En 1847, une tribu amérindienne avait envoyé de l’argent pour aider les Irlandais, victimes de la Grande Famine. Aujourd’hui, ils ont souhaité leur rendre la pareille en participant à une collecte de fond alors que les indigènes sont fortement touchés par la pandémie de Covid-19.

C’est une faveur vieille de deux siècles qui vient d’être retournée. Une collecte de fonds en ligne à destination des Navajos, une tribu amérindienne particulièrement touchées par la pandémie de Covid-19, voit les dons affluer en nombre, notamment de la part des Irlandais. Leur élan de solidarité répond à un premier acte de générosité de la part d’une autre tribu amérindienne, les Choctaws, en 1847 alors que la Grande Famine dévastait l’Irlande. 

"Le bon moment pour rendre la pareille"

"Pendant cette période difficile, la nation choctaw avait envoyé 170 dollars aux Irlandais pour les aider, soit aujourd'hui l'équivalent de 5000 dollars", expliquent dans un communiqué les organisateurs de la collecte GoFundMe qui ont déjà récolté plus de 2 millions de dollars. 

A l’époque, les Choctaws étaient pourtant eux aussi victimes de la pauvreté mais "cela ne les a pas empêchés de faire un don à des gens qui se trouvaient à des milliers de kilomètres et qui n’avaient probablement jamais entendu parler de leur communauté", s’émeut une contributrice citée par le NY Post.

"Je savais ce que les Choctaws avaient fait durant la famine alors qu’ils venaient tout juste de subir la Piste des Larmes (une expropriation meurtrière de leurs terres organisée par le gouvernement américain, ndlr). Cette générosité m’a frappé, ça me semblait être le bon moment pour rendre la pareille" aux communautés indigènes, raconte un autre donateur au New York Times.

Des tribus délaissées par le gouvernement américain

Le premier cas de Covid-19 chez les Navajos a été confirmé le 17 mars et depuis, les chiffres des contaminations et des décès ne cessent de croître. A ce jour, 2700 personnes ont été affectées par la maladie et 70 en sont mortes dans cette communauté de 175.000 personnes particulièrement vulnérables en raison de leurs affections chroniques souvent liées à la pauvreté.

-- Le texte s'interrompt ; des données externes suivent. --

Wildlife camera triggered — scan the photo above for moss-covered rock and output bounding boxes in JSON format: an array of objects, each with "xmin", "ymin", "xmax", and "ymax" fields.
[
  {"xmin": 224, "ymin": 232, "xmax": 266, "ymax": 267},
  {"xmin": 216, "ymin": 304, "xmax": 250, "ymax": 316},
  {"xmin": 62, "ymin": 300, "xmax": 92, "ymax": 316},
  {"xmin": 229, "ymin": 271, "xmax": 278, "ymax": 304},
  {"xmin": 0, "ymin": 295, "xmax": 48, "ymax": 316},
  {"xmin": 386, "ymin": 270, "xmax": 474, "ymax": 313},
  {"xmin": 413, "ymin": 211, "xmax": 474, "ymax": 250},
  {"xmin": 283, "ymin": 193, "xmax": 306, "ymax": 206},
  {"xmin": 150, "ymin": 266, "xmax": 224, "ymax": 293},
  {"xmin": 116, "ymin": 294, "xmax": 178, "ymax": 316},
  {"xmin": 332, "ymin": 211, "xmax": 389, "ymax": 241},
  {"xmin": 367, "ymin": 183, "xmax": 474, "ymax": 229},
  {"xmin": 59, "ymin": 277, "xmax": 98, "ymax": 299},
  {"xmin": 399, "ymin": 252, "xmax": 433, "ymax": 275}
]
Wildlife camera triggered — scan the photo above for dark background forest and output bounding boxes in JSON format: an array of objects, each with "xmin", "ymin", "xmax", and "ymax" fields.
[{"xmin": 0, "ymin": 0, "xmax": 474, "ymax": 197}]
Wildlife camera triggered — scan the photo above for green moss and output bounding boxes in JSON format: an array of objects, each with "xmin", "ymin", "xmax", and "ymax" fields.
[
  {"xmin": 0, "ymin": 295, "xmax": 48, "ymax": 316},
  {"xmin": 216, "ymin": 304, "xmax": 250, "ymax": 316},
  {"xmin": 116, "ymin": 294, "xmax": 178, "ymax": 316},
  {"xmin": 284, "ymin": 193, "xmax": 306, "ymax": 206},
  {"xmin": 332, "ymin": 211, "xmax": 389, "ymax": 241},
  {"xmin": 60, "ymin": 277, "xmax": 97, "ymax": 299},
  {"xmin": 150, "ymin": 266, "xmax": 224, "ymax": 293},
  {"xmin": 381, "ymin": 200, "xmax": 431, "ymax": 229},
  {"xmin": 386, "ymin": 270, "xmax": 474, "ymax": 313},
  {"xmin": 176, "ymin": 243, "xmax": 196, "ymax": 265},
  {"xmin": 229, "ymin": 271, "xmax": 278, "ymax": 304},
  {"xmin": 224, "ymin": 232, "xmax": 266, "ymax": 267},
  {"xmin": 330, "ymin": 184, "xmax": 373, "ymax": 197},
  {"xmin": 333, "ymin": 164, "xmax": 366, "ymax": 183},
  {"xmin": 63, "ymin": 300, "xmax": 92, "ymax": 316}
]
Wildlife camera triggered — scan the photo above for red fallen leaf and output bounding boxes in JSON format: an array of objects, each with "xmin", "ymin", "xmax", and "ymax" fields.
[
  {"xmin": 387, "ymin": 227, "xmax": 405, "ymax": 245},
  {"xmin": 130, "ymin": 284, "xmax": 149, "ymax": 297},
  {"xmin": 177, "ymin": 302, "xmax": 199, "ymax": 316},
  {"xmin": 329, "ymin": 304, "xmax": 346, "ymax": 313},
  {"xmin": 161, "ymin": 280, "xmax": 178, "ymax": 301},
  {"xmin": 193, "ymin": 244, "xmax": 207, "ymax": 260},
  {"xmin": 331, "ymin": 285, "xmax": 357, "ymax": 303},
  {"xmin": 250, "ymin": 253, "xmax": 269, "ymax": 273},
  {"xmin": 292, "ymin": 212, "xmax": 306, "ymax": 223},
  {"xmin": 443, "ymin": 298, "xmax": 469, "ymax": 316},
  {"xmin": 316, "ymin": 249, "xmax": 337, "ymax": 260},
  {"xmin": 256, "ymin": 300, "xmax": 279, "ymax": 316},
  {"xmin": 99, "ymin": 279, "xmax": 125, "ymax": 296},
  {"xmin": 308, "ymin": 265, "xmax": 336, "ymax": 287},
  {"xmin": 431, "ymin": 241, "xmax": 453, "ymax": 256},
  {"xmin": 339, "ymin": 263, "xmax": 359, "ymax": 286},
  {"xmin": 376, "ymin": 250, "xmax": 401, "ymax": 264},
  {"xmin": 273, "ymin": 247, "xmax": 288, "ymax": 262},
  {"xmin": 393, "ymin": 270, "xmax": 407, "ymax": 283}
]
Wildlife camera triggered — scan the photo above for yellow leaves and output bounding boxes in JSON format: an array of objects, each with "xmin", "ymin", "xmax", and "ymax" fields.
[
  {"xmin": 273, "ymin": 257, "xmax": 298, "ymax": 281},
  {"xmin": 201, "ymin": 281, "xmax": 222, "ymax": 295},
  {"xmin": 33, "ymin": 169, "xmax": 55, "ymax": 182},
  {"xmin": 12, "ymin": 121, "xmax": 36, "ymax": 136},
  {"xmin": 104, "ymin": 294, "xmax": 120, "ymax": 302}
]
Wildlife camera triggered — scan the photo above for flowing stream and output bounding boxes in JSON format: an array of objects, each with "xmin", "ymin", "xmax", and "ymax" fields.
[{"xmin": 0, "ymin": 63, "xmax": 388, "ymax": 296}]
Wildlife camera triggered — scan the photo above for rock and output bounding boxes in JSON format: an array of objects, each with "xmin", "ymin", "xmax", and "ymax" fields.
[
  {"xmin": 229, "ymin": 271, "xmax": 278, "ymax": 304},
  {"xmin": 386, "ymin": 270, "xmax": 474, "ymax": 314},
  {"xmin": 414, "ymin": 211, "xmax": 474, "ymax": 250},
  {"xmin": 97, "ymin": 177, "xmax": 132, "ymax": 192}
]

La crise sanitaire révèle, avec une acuité particulière, les disparités économiques et sociales qui affectent historiquement les Amérindiens. Sur leurs 71.000 kilomètres carrés de réserve ne se trouvent que 12 établissements de santé. L'agence fédérale dédiée, l'Indian Health Service, souffre de sous-financement chronique: elle ne dépense que 3333 dollars par personne, alors que Medicare, la couverture maladie publique des Américains de plus de 65 ans, dépense 12.744 dollars par an, observe auprès de l'AFP Allison Barlow, directrice du Centre d'étude de la santé indienne à l'université Johns Hopkins. 

Une aide "phénoménale"

Le retard d'infrastructures ne concerne pas que les cliniques. La construction des réseaux d'eau a largement sauté les territoires amérindiens il y a un siècle, selon un rapport de l'ONG DigDeep. 

"Ici même, au milieu de la première puissance mondiale, aux Etats-Unis d'Amérique, nos citoyens n'ont pas le luxe de pouvoir ouvrir un robinet pour se laver les mains avec de l'eau et du savon", explique à l’AFP le président de la nation navajo, Jonathan Nez, selon qui près de "30% de nos citoyens n'ont pas accès à l'eau courante et doivent aller chercher de l'eau à 30 ou 40 km".

Face à ce geste inespéré, la tribu fait part de son extrême reconnaissance envers les Irlandais.

"Les Choctaws ont planté cette graine de la solidarité il y a fort longtemps. L’aide de l’Irlande est phénoménale en cette période sombre pour nous", salue Cassandra Begay, membre de la nation navajo et de l'équipe organisatrice de la collecte de fonds en ligne.